There is more to know about windows than casement, double-hung, Low-E, double or triple pane. While Low-E and the number of panes can give a basic idea on the performance characteristics of a window assembly, it is also good to know a couple other key terms.
U-Factor – This is equivalent of R-value for insulation. The insulating performance of a window is expressed as the inverse of the assembly’s R-value. A low U-Factor indicates a better insulating window.
SHGC – Solar Heat Gain Coefficient is a measure of how well a window blocks out heat from the sun. This is indicated by a number that ranges from 0 to 1. A lower number indicates less solar heat coming through. In a warm climate it is desirable to have a high SHGC. The opposite is true often true in cold climates where we want to maximize the amount of solar heat in order to minimize the use of a heating system.
VLT – Visible Light Transmittance, sometimes referred to as Visible Transmittance (VT) is the amount of visible light that passes through a window. This is expressed as a number from 0 to 1. A higher number indicates that more light passes through the glazing.
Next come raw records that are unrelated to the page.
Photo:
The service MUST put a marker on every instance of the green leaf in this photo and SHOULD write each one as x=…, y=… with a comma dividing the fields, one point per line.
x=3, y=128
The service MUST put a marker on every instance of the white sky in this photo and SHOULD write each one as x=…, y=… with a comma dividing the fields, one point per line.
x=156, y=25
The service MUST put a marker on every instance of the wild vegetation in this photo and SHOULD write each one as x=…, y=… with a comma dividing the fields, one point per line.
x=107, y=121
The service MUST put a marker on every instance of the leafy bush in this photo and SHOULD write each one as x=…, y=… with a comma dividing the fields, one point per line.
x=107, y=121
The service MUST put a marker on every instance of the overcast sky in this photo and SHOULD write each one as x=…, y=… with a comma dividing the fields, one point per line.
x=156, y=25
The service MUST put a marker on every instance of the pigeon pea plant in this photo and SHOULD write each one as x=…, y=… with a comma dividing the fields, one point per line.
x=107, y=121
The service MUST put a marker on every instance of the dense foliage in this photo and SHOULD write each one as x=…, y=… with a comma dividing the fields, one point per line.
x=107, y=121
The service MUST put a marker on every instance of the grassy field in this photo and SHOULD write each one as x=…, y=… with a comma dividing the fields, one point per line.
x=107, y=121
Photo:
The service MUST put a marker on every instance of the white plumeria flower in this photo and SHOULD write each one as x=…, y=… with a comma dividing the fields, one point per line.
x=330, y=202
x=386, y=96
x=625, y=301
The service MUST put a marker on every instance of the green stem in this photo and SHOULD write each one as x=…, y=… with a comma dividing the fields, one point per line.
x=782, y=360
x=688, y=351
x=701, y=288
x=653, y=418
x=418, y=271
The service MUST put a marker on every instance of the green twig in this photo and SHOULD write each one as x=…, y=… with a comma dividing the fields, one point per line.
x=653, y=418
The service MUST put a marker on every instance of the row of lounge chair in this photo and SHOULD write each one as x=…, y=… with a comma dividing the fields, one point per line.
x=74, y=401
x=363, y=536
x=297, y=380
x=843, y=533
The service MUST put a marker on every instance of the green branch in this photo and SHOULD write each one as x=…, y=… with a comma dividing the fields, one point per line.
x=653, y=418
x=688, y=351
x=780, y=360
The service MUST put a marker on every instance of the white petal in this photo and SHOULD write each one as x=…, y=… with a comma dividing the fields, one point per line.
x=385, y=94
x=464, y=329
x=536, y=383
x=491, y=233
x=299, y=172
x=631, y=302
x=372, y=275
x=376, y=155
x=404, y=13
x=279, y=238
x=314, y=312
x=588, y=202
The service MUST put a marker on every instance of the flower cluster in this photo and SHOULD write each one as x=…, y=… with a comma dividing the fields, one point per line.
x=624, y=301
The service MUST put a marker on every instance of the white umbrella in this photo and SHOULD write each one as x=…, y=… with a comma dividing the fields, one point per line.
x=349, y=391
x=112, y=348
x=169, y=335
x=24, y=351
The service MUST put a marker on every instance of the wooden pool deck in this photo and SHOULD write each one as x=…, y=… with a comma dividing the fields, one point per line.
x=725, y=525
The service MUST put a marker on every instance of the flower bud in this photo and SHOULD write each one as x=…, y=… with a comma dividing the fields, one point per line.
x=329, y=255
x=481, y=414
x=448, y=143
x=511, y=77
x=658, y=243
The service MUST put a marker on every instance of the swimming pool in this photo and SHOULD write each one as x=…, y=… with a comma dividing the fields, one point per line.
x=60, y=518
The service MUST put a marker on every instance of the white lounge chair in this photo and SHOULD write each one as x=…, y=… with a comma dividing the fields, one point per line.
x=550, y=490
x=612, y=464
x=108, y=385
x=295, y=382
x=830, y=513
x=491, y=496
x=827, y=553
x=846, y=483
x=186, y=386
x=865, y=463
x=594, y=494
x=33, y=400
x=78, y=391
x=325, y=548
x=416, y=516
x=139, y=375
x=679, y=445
As can be expected, this must be weighed against the SHGC since more light through a window also tends to mean more heat.
Theses three factors come into play when designing a structure. The windows that face east and west will often have different values than those that face south while the north windows will have properties that are different still. For example, it may be desirable for north facing windows to have a very low U-Factor and a high VLT, the SHGC is not important since those windows will only see direct sunlight in the winter months, when the extra heat may be desirable. The nuances of window performance are just one of the myriad of small, yet important, bits of knowledge that an architect possesses.